The formation of free trade agreements and other international trade efforts are often hampered by points on agricultural policy. Some policy makers remark that the aging of Japan’s population and a related decline of agricutural workers will naturallly pressure changes in agricultural policy–perhaps facilitating trade negotiating. I am not convinced.

The argument is that the decline of workers both practically capable of agricultural labors and able to exercise politicial power will change the debate.

It is true that agricultual workers are rapidly declining. Most japanese can describe a case of a family farm closing solewhere in japan because no sibling cousiin or aynone else is left to farm. Young people who perform their ethical “oya kouko” obligation to their family often find it difficult to even make a family for lack of a spouse.

However this decline in the number of farmers has not been sudden. It does not follow that low numbers of farmers has impacted the ability to farm productively. Prohibitions on non-natural persons (companies) ownership of farms has been one barrier to more effiicient economic farming that comes to mind. However there has been a relaxation of these prohibitions and serious efforts to remove them altogether. There is also Japan’s stuborn refusal to seriously address connections between liberalization of immigration policies and possibility of achieving agricultual policy goals. Thus decline of farmers in Japan does not mean a change of policy is going to happy.

The other prong of the argument about declining farm family numbers relates to political power. Japanese farmers in regional areas exercise significant power by virtue of how diet members are elected. (Diet members are the national legislative representatives to the parliment.) However to effect how rural votes weigh in national elections, you have to have redistricting, and lower numbers may not naturally bring about redistricting. Declining numbers of farmers has happened gradually, and Japan has had many opportunities to resolve electorial districting concerns.

There is something else important to consider when looking at Japan’s agricultural industry. Today the decline measures and shows the total number of people working in the agriculture sector, but of the total only a small portion are actually farmers. The number of people raising the agriculatural bloody shirt in policy debates, naturally may not be granpa and granma whossit living in the hinterland. Like any market sector, interested parties can always hold out a sympathetic mascot to achieve political goals–even if they share little practically with their daily experience.

How can Japan or other countries balance the many complex and important (remember this author grew up in a small Kansas farm town) agriculture concerns with the compelling benefits of free trade? Greater liberalization is key but how to implement liberalization is naturally a throny issue.
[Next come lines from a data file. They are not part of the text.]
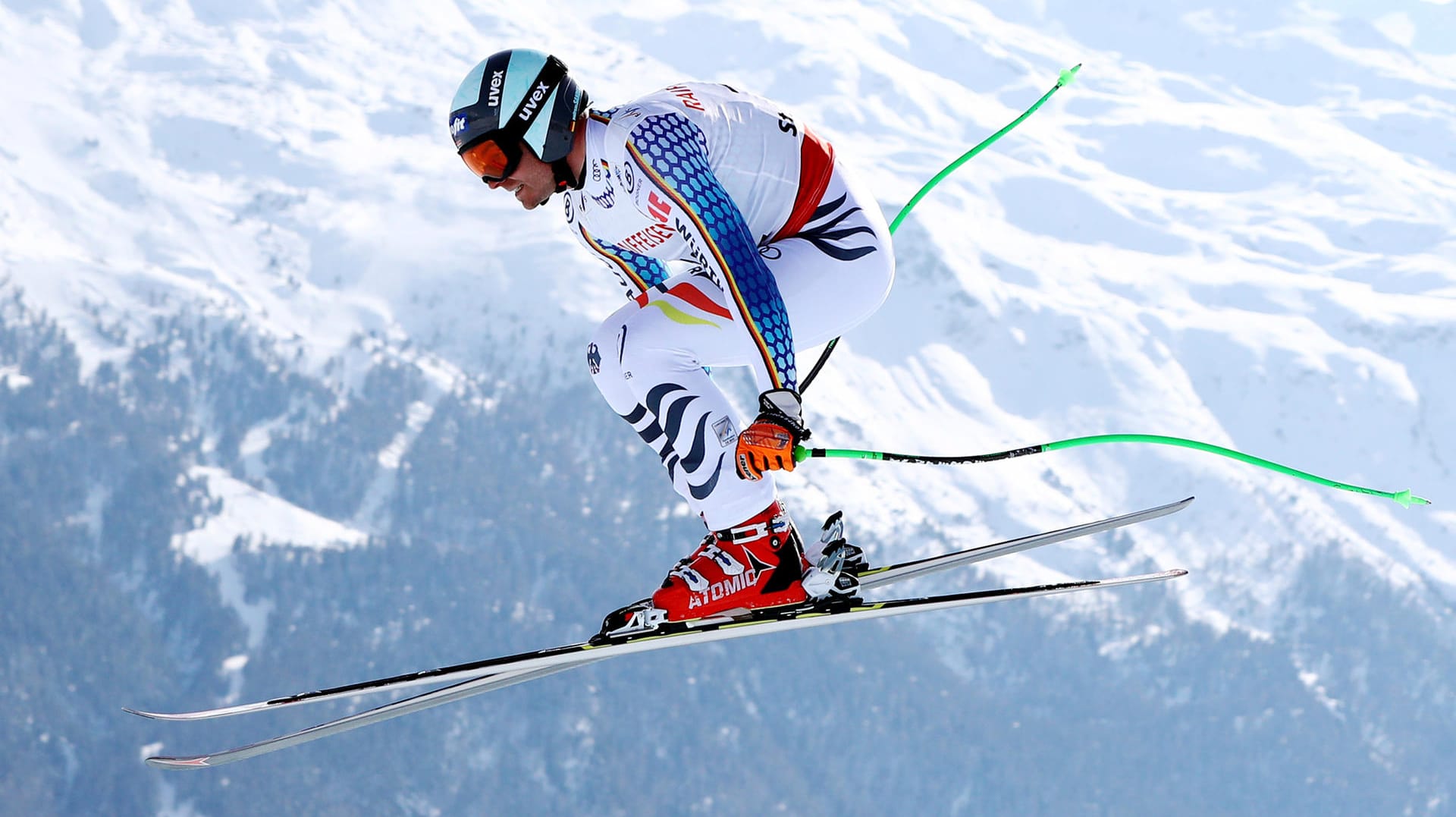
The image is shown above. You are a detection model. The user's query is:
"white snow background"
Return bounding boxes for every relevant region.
[0,0,1456,811]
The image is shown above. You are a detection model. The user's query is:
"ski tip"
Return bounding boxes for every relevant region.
[147,754,209,771]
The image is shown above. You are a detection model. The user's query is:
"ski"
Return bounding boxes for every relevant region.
[147,570,1188,769]
[125,497,1194,721]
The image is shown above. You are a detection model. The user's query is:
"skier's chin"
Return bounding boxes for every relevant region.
[517,190,555,209]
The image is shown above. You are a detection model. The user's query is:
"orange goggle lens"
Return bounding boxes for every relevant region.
[460,138,521,182]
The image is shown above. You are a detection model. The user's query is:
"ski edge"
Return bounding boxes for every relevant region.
[122,497,1194,721]
[146,568,1188,771]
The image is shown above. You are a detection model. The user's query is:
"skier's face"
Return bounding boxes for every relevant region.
[485,147,556,209]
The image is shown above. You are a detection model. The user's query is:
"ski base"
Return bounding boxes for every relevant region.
[147,570,1188,771]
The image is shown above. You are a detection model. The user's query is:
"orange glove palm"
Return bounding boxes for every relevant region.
[734,389,810,482]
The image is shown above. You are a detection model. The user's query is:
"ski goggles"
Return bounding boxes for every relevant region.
[460,131,521,182]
Japan could deeply enrich its economy and move closer to finding their answer to resolving agricultrual reform by divesting the central government of regulatory power and strengthening their regional governments. In fact a model very much like the U.S. federalist model has been proposed in a bill in the last diet and past last month. This “doushusei” reform bill could be an important step in achieving better food. better farming, and better government in Japan. This observer intends to follow the reform closely.